第28話 企む人たち

 ローデンヴァルト家の当主はほっそりとした目元が特徴的で、理知的な雰囲気を併せ持った人である。男性にしてはやや細すぎる印象だが、佇まいは凜としており独自の威圧感があった。とうとうこの人を紹介されたか。Uターンしたい気持ちを抑えて立ち返り、ドレスの裾をつまみ膝を折って挨拶した。


「お目にかかれて光栄に存じます、ザハール様。コンラート辺境伯の妻カレンでございます」

「夫人ご自慢の妹御にお会いすることができて嬉しく思いますよ」


 半分は血が繋がらないとはいえライナルトとは似ても似つかぬ兄弟だった。私にも好意的な眼差しを向けており、ドミニクとは別の意味で貴族らしい人である。

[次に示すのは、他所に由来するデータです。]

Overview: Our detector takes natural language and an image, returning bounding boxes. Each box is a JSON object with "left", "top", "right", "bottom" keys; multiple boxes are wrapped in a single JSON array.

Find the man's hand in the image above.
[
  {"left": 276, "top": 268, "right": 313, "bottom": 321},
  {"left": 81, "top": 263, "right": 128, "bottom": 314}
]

「あなたの話は夫人や弟から伺っています。ご苦労があっただろうに、弟にもよくしてくださって感謝しています」

「とんでもございません。わたくしの方こそライナルト様には親切にしていただいております」


 ただまあ、脳裏に過ぎるのはつい先ほど聞いたライナルトの台詞だ。ただ暢気に笑っていれば良いというわけでもなさそうである。

 

「サブロヴァ夫人、キルステンのご兄弟は皆様が目を引くような方々ばかりですな。このように聡明なお嬢さんが姉妹であれば可愛くて仕方ないでしょう」

「妹ですから可愛いのは当然ですけれど。ザハール、わたくしの前でそうも褒められると拗ねたくなってしまうわ」

「これは失敬。ですが、我らが陛下の薔薇が美しいのはいつものこと。ただでさえその眩さに心身を潰されそうなのです。うっかり口に出してしまえば、その尊さに耐えきれなくなってしまう」


 こうもすらすらと口が回るのも凄いといえば凄い。ローデンヴァルト候は姉さんの好みの言い回しを把握しているようで、言われた側もまんざらではなさそうだった。弁が立たなければ当主なんてやってはいられないのだろうけど。

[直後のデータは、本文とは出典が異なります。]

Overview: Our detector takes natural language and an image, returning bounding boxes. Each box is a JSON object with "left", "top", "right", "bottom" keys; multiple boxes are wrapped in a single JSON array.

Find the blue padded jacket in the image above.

 とりあえずにこにこと笑ってお声がかかるのを行儀良く待っているわけだが、視界の端にライナルトがいるのは見逃さなかった。彼が相手をしているのは私の小さい弟エミールである。


「先ほどコンラート伯にもご挨拶させていただいた。いまは前当主殿と話し込まれているようでカレン殿も暇を持て余しているかと思いましたな」

「まあ、お気遣いいただいてありがとうございます」

「弟とはまだお会いになっていないはずですな。……ライナルト!」


 だよね呼ぶよね! 知ってた!

 彼を呼びつけておいたのはこのためか。ローデンヴァルト候に呼ばれてやってきたライナルトとも、まるで今日初めて会ったような顔で挨拶を交わす。


「ライナルト様とはお姉様のお屋敷以来でしょうか、またお会いできて嬉しく存じます」

「カレン殿もお変わりなくなによりだ。この度はご結婚おめでとうございます」

「ありがとうございます」


 ……ってことでいいのよね。あの事件は非公式にしたいわけだし。その前の盗み聞き事件は……まあどちらでもいいかな。言葉的に姉さんの館であるのは変わりないから嘘にはならない。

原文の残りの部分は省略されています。